There is a clear technological and economical pathway for the Nordic region to push towards a more near carbon-neutral energy system in 2050. The Nordic countries want to send a strong signal to the global community that the ambitious aims of the Paris Climate Agreement are achievable. This is the conclusion from the; Nordic Energy Technology Perspectives Report 2016 – from The International Energy Agency and Nordic Energy Research.
The ambitious pathway outlined by the Nordic countries, who specifically wants to act in four key areas:
- Strengthen incentives for investment and innovations in energy technologies.
- Boost European cooperation on grid infrastructure and electricity markets.
- Reduce process-related emissions in industry
- Accelerate transport decarbonisation
1.Strengthen incentives for investment and innovation in energy technologies.
The Renewable Energy Policy should accelerate the roll-out of key flexibility technologies and incentivise their utilisation for flexibility through market mechanisms and regulation. Markets must also adequately compensate flexibility services such as demand response in industry and buildings, as well as the flexible operation of small power plants. Information technology (IT) infrastructure (smart meters) and IT platforms (consumer Apps or control systems) will be important in achieving a rapid penetration of these flexibility services.
2. Boost European cooperation on grid infrastructure and electricity markets.
Coordinated effort to strengthen domestic grids and install new transmission lines is needed to establish the future Nordic and European electricity system (‘The Green Battery Strategy’). Regional collaboration on infrastructure planning is needed to ensure optimal investments and avoid bottle-necks in the grid. Coordination among Nordic governments is vital to ensure that policy accelerates technological and regulatory progress in order to reduce total costs. Cooperation in reforming the common Nordic electricity market to allow greater flexibility and accommodate higher shares of variable renewables will also be important.
3. Reduce process-related emissions in industry.
The Renewable Energy Policy should take steps to ensure long-term competitiveness of Nordic industry while reducing process-related emissions. More variable and potentially higher electricity prices will put additional pressure on energy-intensive industry in the Nordic region, stressing the need to step up low-carbon industrial innovation. Governments should act to reduce the risk of such investment and use public funding to unlock private finance in areas with significant emission reduction potential.

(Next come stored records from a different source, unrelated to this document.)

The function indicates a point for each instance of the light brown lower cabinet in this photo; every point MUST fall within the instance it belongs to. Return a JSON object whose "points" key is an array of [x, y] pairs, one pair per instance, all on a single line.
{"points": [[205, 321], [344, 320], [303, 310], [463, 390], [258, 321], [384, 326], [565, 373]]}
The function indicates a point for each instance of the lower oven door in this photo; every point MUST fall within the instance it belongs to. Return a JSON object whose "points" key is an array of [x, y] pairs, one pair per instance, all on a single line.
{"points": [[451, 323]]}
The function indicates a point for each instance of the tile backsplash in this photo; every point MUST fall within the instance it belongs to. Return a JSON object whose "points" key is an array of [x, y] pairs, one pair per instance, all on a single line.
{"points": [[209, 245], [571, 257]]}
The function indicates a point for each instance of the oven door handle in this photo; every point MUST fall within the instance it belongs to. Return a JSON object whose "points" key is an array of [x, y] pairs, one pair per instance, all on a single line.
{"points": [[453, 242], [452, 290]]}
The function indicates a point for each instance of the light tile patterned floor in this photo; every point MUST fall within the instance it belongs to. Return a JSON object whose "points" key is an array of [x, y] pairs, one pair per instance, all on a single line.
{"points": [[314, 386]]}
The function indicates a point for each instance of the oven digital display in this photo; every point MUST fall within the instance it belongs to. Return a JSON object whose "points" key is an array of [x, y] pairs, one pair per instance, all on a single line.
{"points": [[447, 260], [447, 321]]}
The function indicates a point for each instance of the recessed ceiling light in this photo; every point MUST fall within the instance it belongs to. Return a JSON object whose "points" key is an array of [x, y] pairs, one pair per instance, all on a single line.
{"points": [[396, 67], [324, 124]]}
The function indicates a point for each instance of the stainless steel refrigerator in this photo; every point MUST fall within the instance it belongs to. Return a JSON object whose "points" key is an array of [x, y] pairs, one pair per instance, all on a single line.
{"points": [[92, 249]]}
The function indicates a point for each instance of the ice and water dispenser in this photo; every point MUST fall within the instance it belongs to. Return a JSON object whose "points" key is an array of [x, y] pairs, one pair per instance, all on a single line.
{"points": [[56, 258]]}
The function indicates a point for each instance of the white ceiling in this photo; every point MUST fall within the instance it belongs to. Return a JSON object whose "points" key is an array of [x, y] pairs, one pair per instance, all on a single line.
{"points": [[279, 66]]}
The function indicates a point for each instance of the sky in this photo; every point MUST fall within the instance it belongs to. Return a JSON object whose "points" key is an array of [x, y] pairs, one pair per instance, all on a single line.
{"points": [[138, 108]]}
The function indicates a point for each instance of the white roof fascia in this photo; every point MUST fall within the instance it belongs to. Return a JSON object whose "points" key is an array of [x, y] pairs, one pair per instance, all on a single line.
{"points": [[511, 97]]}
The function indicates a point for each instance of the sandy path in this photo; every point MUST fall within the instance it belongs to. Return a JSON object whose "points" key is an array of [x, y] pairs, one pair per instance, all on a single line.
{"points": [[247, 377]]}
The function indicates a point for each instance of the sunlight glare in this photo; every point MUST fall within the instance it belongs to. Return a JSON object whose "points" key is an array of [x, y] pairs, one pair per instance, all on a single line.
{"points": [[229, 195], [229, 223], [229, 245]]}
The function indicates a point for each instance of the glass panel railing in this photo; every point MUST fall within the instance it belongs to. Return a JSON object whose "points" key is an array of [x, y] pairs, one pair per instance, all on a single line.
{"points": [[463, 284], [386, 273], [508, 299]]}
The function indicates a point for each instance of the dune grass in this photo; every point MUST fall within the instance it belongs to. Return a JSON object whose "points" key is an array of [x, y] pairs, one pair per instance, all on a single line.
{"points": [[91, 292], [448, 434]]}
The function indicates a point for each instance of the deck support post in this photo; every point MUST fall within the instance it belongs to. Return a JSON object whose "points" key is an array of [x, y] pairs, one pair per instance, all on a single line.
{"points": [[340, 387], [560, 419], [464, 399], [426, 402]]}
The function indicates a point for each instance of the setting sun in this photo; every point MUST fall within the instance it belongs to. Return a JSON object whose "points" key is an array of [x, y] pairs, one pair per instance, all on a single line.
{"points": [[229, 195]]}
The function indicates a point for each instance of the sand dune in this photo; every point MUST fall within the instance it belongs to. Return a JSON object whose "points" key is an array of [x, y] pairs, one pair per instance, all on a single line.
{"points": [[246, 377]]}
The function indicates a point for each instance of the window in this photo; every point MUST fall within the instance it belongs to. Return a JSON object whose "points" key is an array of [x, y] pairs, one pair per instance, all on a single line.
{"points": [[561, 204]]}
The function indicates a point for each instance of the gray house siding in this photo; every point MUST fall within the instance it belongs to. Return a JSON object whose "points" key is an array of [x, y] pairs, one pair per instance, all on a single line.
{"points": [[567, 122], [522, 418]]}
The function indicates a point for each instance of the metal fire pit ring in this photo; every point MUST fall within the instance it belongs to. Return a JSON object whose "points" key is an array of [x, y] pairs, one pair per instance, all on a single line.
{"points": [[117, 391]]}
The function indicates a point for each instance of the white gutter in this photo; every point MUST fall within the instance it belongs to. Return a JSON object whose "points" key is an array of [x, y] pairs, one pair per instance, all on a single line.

4. Accelerate transport decarbonisation.
Even as Nordic countries pursue different technology strategies in parallel, they should not wait to draw on the wide range of available policy instruments to stimulate fuel efficiency, low carbon technologies and shifts to more efficient transport modes. Governments should build upon positive experiences with measures such as congestion charging in urban settings, differentiated vehicle registration taxes, bonus-malus regimes, and altered parking fees, while also stepping up investments in infrastructure for cycling, public transport and rail. Policies should also incentivise modal shifts from road freight to sea and rail, and from cars to public transport and cycling.
Nordic and European collaboration on energy policy can play a role to reach the ambitious aims of the Paris Climate Agreement.